Correctly calculate the ROI for your IoT project

You cannot deploy an IoT project without estimating the ROI. But companies lack the support to define all the criteria that should be considered according to the providers interviewed.

Checking the ROI of an IoT project is the first condition for a company to decide on its deployment. This topic popped up on everyone’s lips this fall during Sido’s global IoT trade fairs, “particularly because we’re at a tipping point where companies want to scale rather than multiply their POCs,” explains Guillaume Macaigne, IoT development business manager at Lacroix Impulse, a supplier French equipment for connected solutions. For Bernardo Cabrera, Director of Objenious, Bouygues Telecom’s IoT brand, the reason is “technological differences that allow for new projects, such as LTE-M”.

This is particularly the case in Suez, which is in the process of coupling a computer vision solution with the Internet of Things to improve quality control in waste. A prototype is tested for six months at one site to determine quality indicators, before the solution is rolled out at about twenty sites. “We compare the results of manual quality control with those through computer vision. To ensure the return on investment, it is also necessary to find the most suitable equipment” to convert videos received by cameras that have been trained, says Nicholas Cornet, head of the data engineering group in Suez, which was cheaper for him. Algorithms on it on the software platform, instead of buying a new model that is compatible with the RTSP video exchange protocol, which is more suitable for computer vision manufacturing.

To correctly calculate the return on investment, two main parameters must be taken into account: operational gains and the benefits of new services. “The first category, which includes time savings, breakdowns or lost items being avoided, is easily quantified during a trial period of less than three months and allows for 10 efficiency points,” notes François Dechellet, co-founder of Fabrique, publisher of a management solution. Industry 4.0 workshop. But the Internet of Things is not only improving flows and moving to SaaS mode with new services is an asset for companies to generate new revenue. “This computation remains more complex for customers because they are forced to make assumptions and ask themselves more questions about the gains that the Internet of Things will bring to the relationship with customers,” stresses Bernardo Cabrera, at Objenious, for whom the risk is to oppose this shift to improve operations. .

Expansion profitability

Companies generally have “the right way but do the supervision,” notes Pascal Vicat Blanc, CEO of Stackeo, who recommends clearly setting business goals for deployment. “For example, they omitted the change in cost and therefore profitability with expansion,” she continues. To help companies calculate ROI for their solutions, Stackeo launched in September 2021 during Sido its program that quantifies the economic and environmental impact of IoT solutions by modeling their entire chain and the benefits generated.
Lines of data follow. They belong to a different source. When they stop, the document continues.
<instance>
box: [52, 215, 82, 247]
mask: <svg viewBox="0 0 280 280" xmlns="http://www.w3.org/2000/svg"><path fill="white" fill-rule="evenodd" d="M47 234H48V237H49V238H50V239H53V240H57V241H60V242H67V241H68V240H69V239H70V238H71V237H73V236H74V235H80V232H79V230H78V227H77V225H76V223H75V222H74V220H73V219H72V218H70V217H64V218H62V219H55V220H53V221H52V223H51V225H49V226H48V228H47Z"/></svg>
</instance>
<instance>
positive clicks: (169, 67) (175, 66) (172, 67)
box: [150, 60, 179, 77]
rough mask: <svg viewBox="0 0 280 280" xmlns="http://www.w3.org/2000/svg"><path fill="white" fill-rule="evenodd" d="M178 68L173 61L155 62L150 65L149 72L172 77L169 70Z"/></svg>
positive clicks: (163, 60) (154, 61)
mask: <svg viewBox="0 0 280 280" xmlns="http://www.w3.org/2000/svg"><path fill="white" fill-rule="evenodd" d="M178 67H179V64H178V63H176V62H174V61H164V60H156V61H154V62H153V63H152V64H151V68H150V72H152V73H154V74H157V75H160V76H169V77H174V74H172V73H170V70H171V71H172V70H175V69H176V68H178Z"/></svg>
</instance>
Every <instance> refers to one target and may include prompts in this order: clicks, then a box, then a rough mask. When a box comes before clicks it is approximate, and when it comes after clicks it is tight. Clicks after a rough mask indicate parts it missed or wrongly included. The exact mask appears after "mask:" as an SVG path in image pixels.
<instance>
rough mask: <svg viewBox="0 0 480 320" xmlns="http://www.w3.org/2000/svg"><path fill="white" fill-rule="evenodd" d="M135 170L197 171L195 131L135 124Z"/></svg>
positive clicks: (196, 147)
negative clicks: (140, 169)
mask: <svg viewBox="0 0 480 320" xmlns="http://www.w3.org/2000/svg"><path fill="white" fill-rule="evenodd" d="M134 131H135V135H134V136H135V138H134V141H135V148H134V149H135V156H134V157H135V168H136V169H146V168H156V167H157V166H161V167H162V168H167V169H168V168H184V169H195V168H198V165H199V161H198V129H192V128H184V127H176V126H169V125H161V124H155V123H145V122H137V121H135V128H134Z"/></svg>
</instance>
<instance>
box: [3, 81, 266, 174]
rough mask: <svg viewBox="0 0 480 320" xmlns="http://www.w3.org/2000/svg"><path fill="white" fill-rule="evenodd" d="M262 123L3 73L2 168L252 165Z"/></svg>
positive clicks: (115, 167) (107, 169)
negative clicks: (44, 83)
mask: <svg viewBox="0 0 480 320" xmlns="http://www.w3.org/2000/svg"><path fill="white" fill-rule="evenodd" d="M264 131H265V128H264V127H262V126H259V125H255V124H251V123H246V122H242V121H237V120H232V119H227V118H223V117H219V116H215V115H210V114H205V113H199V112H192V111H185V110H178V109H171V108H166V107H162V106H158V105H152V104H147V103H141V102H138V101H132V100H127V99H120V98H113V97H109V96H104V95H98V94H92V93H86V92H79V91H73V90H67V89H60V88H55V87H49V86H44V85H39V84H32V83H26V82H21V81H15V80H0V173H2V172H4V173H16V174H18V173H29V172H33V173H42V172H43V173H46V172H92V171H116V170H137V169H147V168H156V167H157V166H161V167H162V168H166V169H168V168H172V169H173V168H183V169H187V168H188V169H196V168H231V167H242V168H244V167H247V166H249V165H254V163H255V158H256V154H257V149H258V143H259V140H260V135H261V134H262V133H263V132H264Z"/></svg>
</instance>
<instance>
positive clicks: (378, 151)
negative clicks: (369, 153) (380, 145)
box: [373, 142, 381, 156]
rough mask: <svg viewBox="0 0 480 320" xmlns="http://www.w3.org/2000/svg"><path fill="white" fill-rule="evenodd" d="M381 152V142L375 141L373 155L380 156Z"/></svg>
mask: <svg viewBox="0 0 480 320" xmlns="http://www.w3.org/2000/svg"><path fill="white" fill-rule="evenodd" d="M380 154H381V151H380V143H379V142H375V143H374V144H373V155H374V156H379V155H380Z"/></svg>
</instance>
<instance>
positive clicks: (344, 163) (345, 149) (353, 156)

A program that many customers like Terega already use to determine the appropriateness of using their pipelines.

Another pitfall: device management. Guillaume Macaigne of Lacroix warns: “We must not neglect the installation, it is a cost and then we should think about monitoring the maintenance in the operational state.”

“By preventing risks, it is possible to renegotiate the premium with your insurance, resulting in additional gains.”

But that’s not all, “there is what we see and what we don’t see,” stresses Frederic Noschi, co-founder of the Alizeus Internet of Things Design Bureau: “In a smart building, using sensors to avoid water leakage not only saves energy. By preventing these risks, , it is possible to renegotiate their premiums with their insurance, resulting in additional gains. Many hidden resources are found in public clauses.”

For the representatives who were asked, the fact that this topic is a real concern in the market indicates the need for advice and expertise. “Customers need strong partners who can advise and help them improve their deployments, in this period of economic crisis and component shortages,” believes Guillaume Macaigne. Objenious shared opinion: “Today, this support is one of the main expectations for IoT gamers,” says Bernardo Cabrera, whose creation of Stackeo illustrates this need. Datasulting, a consultancy in Montpellier, which specializes in evaluating company data, is organizing a webinar on ROI on December 14, 2021. Its president, Gaël Philippe, concludes: “We have discussed with different actors and we feel that the topic of ROI remains important to them, they are waiting for advice and comments.”